A representative knows the market and the publishers and will work with the writer to make every story better and more attractive to publishers. In most cases, a representative will know after reading a few pages just exactly what publisher to pitch the story to for sale, and they will work with the writer to make the story the best it can be in order to make that sale.
And, as an aside, the representative will know when to bypass the publishers and go instead to producers and studios to get something on video.
When you consider that the best estimates for book releases are in the two-million per annum range and less than 2,000 (0.1%) of these sell more than 25,000 copies, you need all the help you can get.
A representative has editors to pre-edit the story. Simply put, the less editing the publisher has to do, the more likely they are to buy the story, so the representative gets it ready before the publisher ever even sees it.
Sometimes, after reading a story, a representative will come back to the writer and say, “…this is great! I’m gonna have publishers beating down the door for this one!” Other times, they may say something like, “Wow…this really sucks a big one, but if we make a few changes here and there, I can sell it. Just don’t buy that new Mercedes yet.”
So, how can you tell the difference between a typical agent and a representative? That’s actually pretty easy…
The first clue is that an agent will want to see your current story and not much more. That’s because all they want to sell is your current story. A representative will want to see the current story you have for sale AND pretty much everything else you have ever written. This is because the agent wants to sell your book but the representative wants to sell YOU.
Another hint is that many agents will try to impress you with long lists of their clients. Actual representatives rarely tell who they work with. And the reps will almost never accept unsolicited submissions…they will contact you.
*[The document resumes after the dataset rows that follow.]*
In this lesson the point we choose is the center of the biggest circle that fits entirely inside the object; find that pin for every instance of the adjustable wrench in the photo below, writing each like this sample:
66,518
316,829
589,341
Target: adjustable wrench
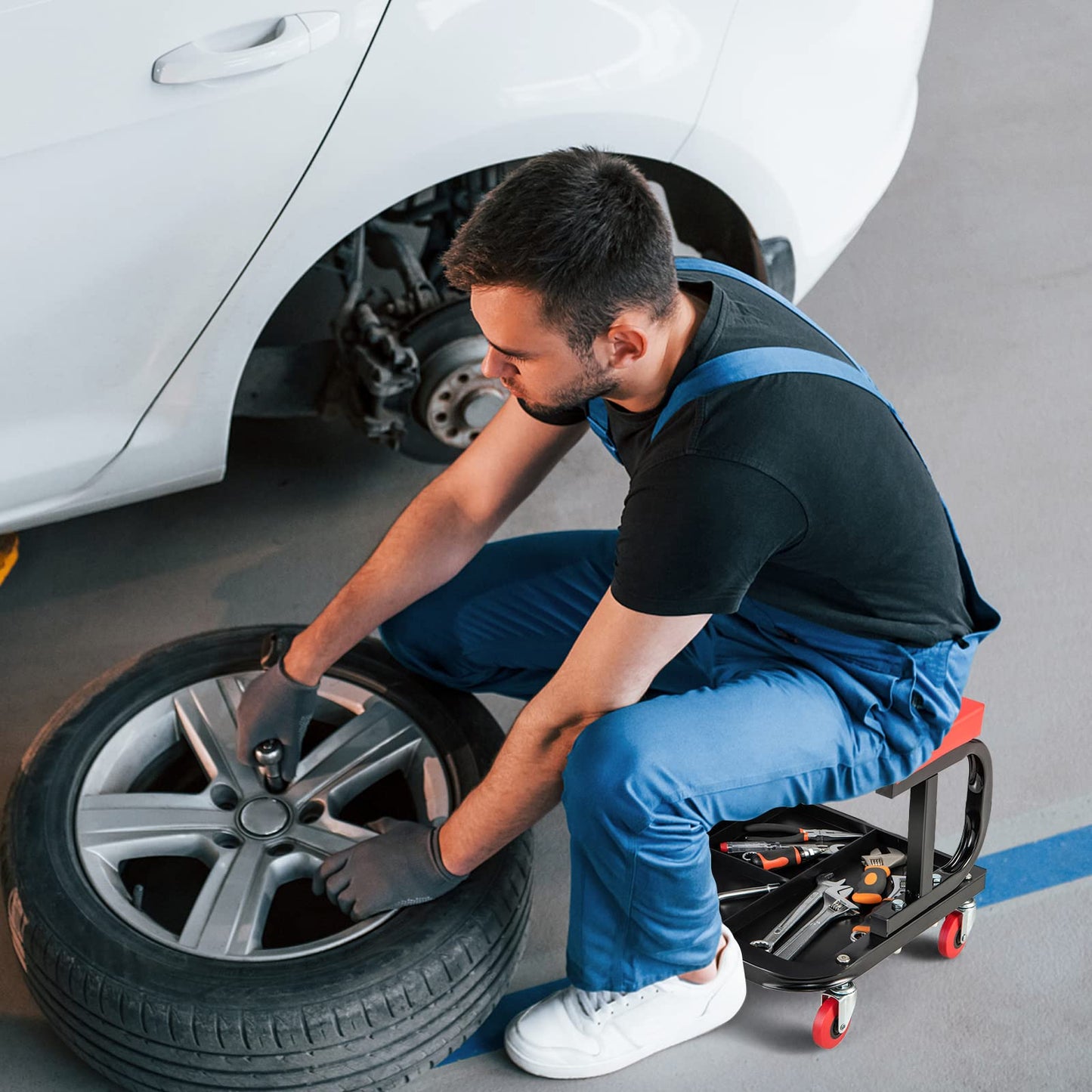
836,905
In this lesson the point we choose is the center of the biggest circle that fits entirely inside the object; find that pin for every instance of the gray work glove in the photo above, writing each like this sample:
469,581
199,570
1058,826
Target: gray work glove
274,707
400,868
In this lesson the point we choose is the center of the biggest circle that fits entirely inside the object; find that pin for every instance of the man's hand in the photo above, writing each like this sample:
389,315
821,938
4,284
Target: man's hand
274,707
400,868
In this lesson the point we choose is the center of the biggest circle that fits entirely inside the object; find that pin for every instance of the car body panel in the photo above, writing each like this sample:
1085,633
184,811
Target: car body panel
131,206
704,85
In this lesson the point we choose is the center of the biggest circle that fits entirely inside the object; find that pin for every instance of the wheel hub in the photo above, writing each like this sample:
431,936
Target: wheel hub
264,817
458,400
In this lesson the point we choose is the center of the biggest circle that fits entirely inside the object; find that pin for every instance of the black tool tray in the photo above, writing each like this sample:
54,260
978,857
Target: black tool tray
817,967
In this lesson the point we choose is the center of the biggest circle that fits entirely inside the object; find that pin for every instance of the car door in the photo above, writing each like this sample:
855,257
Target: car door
145,150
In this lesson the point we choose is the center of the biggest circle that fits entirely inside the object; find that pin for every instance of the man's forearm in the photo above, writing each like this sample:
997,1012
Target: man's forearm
425,547
523,784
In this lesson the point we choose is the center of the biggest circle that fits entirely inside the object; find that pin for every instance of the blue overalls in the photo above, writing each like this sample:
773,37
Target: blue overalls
763,709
The next tip is that an agent doesn’t care where you want to be in the industry in five years. A representative cares about how much you want to make, how much time you want to spend with your family, and other things like that because they are looking at the writer as a product to sell, not just the current book.
Agents and representatives are both motivated by money and they are both, essentially, sales people. They are both selling a product, but the product is different.
The agent wants to sell your book. In other words, “How much money can I make selling this story?”
The representative wants to sell you. In other words, “How much money can I make selling this author?”
See the difference here?
Representatives also tend to think long-term while agents think more in the short-term.
In case you’re wondering, all the reps in the industry that I know of charge about the same 15% off the top that agents charge.
Think about things…again, if you really want to make it to the big time, you will need some sort of help.